Rachel Reeves would steal it if she has any sense, but we know she doesn't. She should look at the reaction to my stamp duty announcement and think very carefully about why it's had a near-universal welcome. 

Stamp duty is a tax on aspiration. A tax on mobility. A tax on doing the right thing: working hard, saving up and wanting to move your family into a better home.

Stamp duty locks people in place. It stops families from moving to where the jobs are. It traps young parents in flats that are too small, and keeps older people in houses that are too big.

Some 2.8 million people in this country say they would downsize if stamp duty was abolished.


That's millions of properties, many of them family homes, that could be freed up for the next generation. Think of what that would mean for young couples desperate to get on the ladder, for growing families hunting for space, for pensioners wanting to live near their grandchildren.

And the housing market doesn't just get people moving – it gets the economy moving.


Every home move triggers a chain reaction of activity of movers, builders, decorators, plumbers, DIY stores, furniture makers. Trips to IKEA and B&Q. Deliveries. Renovations. Jobs.

And it also gives people a stake in society. It means more stability, responsibility and pride in community. I still remember the moment when I got the keys to my first flat. The excitement of opening the door.


I want everyone to experience that feeling of pride I felt. Owning your own home is more than just about bricks and mortar, it's about belonging and putting down roots in your community.

But today, too many can't afford that next step.

The average buyer in England pays thousands of pounds in stamp duty. In London it can be far higher. That's a tax on ordinary people doing the right thing, a tax on aspiration.


I want Labour to steal this idea because the alternative is that they steal more of your money.

Instead of abolishing stamp duty, the rumour is that the Chancellor is planning to freeze the thresholds, dragging more people into paying this hated tax.

Keir Starmer and Reeves have got themselves locked into a tax-and-spend doom loop — borrowing to spend, spending to borrow.
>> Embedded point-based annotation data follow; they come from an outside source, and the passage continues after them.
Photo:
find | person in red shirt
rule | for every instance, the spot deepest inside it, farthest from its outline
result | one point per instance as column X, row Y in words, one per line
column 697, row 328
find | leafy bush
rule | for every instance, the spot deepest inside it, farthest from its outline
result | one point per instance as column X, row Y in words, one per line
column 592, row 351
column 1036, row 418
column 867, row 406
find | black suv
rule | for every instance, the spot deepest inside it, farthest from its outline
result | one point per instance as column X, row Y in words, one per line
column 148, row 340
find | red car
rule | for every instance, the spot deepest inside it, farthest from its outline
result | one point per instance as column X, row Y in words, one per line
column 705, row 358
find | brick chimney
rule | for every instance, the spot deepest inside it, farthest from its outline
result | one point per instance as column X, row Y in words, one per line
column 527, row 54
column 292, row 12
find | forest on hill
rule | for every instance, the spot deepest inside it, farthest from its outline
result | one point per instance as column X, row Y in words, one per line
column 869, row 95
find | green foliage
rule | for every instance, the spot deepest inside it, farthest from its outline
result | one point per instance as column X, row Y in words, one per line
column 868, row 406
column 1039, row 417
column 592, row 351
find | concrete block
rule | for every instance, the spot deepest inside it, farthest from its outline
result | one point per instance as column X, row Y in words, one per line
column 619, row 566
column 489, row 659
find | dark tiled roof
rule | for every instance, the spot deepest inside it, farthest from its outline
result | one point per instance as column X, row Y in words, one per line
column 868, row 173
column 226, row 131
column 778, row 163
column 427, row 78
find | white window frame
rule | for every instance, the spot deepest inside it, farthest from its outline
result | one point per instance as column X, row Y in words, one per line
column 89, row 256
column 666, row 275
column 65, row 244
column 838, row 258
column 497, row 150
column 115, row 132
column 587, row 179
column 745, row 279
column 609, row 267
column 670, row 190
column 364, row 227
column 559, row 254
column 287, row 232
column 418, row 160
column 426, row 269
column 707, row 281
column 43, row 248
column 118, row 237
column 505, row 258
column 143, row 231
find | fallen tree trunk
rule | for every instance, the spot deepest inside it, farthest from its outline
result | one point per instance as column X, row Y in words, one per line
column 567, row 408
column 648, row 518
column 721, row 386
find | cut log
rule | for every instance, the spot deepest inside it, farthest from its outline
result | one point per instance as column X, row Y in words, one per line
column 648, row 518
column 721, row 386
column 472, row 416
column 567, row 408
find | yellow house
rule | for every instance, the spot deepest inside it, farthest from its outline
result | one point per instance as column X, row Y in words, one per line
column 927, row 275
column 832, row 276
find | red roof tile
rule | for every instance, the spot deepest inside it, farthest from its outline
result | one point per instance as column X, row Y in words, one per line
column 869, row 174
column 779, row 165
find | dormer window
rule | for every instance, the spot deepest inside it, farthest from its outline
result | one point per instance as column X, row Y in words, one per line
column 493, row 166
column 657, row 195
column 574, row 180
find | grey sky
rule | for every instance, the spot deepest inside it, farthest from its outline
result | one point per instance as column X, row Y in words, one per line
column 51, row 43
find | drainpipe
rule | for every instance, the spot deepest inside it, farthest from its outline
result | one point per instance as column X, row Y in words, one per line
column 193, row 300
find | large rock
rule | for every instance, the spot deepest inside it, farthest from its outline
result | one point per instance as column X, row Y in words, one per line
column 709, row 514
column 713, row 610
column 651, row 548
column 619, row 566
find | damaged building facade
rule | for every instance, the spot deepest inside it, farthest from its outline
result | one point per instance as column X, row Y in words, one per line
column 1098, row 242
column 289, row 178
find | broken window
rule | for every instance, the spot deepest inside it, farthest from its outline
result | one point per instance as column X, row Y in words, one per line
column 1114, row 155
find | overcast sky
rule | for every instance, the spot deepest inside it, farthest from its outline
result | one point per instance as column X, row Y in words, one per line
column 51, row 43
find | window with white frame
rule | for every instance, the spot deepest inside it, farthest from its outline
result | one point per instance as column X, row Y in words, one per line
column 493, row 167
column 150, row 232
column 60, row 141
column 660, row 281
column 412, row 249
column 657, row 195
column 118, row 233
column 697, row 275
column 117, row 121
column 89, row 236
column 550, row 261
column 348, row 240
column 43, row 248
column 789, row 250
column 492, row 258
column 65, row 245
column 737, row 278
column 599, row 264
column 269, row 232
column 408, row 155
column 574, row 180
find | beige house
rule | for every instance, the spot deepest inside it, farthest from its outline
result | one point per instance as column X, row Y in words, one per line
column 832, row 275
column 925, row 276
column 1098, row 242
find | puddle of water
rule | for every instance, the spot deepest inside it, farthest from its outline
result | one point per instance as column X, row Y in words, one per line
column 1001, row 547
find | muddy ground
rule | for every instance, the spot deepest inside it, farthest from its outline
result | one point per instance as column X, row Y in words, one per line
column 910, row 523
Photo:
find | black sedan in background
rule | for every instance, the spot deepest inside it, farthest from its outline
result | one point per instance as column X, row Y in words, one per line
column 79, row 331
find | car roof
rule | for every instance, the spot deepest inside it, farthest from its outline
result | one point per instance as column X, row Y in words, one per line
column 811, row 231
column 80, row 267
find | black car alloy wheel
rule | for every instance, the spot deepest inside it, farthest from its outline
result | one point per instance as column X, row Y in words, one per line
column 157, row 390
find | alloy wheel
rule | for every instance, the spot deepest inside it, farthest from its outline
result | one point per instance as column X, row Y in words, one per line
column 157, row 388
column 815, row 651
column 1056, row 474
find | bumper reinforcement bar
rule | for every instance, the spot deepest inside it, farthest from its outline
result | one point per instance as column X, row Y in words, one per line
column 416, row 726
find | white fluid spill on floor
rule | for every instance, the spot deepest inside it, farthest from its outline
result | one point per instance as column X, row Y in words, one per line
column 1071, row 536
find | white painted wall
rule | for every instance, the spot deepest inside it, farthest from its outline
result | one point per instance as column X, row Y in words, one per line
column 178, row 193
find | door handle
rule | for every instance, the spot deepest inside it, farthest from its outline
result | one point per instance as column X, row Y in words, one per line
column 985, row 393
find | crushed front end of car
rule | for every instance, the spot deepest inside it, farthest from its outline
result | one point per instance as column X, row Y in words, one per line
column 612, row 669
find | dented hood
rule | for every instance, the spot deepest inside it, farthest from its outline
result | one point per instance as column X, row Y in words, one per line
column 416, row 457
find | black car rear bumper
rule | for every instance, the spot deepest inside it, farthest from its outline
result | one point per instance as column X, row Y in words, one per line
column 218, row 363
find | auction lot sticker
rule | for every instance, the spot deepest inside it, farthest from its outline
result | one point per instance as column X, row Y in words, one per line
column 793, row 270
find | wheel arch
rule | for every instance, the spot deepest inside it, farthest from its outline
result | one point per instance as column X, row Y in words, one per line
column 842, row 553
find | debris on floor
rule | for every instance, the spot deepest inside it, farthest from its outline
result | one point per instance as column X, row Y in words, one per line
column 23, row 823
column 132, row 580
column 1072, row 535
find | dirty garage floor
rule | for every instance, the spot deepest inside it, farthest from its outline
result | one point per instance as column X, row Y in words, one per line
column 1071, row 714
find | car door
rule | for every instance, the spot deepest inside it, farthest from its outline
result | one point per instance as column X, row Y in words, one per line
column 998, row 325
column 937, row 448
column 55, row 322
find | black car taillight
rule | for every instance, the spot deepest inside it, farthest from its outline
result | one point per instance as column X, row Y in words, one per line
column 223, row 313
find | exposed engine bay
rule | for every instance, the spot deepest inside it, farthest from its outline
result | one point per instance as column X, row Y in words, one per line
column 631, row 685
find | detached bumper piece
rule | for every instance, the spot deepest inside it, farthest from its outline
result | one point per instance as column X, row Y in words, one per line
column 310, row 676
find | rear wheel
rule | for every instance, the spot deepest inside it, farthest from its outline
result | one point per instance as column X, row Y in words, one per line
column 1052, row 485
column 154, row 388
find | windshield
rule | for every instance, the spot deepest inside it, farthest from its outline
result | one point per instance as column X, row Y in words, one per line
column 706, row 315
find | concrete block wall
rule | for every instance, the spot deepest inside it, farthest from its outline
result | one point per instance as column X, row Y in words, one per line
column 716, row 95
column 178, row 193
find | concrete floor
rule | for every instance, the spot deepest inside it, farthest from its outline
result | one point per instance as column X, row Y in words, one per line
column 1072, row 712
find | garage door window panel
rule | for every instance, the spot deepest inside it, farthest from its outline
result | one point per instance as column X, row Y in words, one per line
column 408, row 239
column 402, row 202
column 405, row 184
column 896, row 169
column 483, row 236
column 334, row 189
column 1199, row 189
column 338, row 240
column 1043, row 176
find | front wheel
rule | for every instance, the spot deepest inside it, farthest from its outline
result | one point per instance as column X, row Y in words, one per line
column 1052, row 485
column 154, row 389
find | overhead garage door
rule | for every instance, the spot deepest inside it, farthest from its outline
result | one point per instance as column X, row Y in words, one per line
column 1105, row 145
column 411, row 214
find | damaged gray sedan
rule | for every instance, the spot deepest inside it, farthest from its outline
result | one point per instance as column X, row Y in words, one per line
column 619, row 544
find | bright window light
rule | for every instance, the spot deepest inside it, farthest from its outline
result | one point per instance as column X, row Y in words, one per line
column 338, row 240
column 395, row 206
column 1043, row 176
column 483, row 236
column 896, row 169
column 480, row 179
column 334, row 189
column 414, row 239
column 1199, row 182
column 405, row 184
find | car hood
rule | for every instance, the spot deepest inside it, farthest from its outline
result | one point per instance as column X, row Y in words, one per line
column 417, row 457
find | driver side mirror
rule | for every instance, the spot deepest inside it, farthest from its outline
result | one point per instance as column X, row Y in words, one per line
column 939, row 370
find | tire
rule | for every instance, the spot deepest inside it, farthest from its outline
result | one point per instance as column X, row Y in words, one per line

Crushing growth while fuelling inflation and unemployment.

And we know Reeves is coming back for more in her November Budget of Doom.


That's not how my party would do things.

At conference last week, we announced a host of spending cuts.

These included slashing the size of the bloated Civil Service, reducing overseas development spend and welfare changes focused on people claiming benefits who should be working.

And to make sure these savings are not wasted, I also introduced my Golden Economic Rule – every pound a future Conservative government saves, we would put to work.

Half of it goes to cutting the deficit and the rest goes to either cutting the taxes that are holding Britain back or funding other priorities. That's the Conservative way: fiscal responsibility today, opportunity tomorrow.


In just one year we have already identified £47 billion in savings.

Our plans are all costed. Funded. Paid for. We are not shaking the same magic money tree as Labour, Lib Dems and Reform."


Kemi Badenoch MP, Conservative Leader.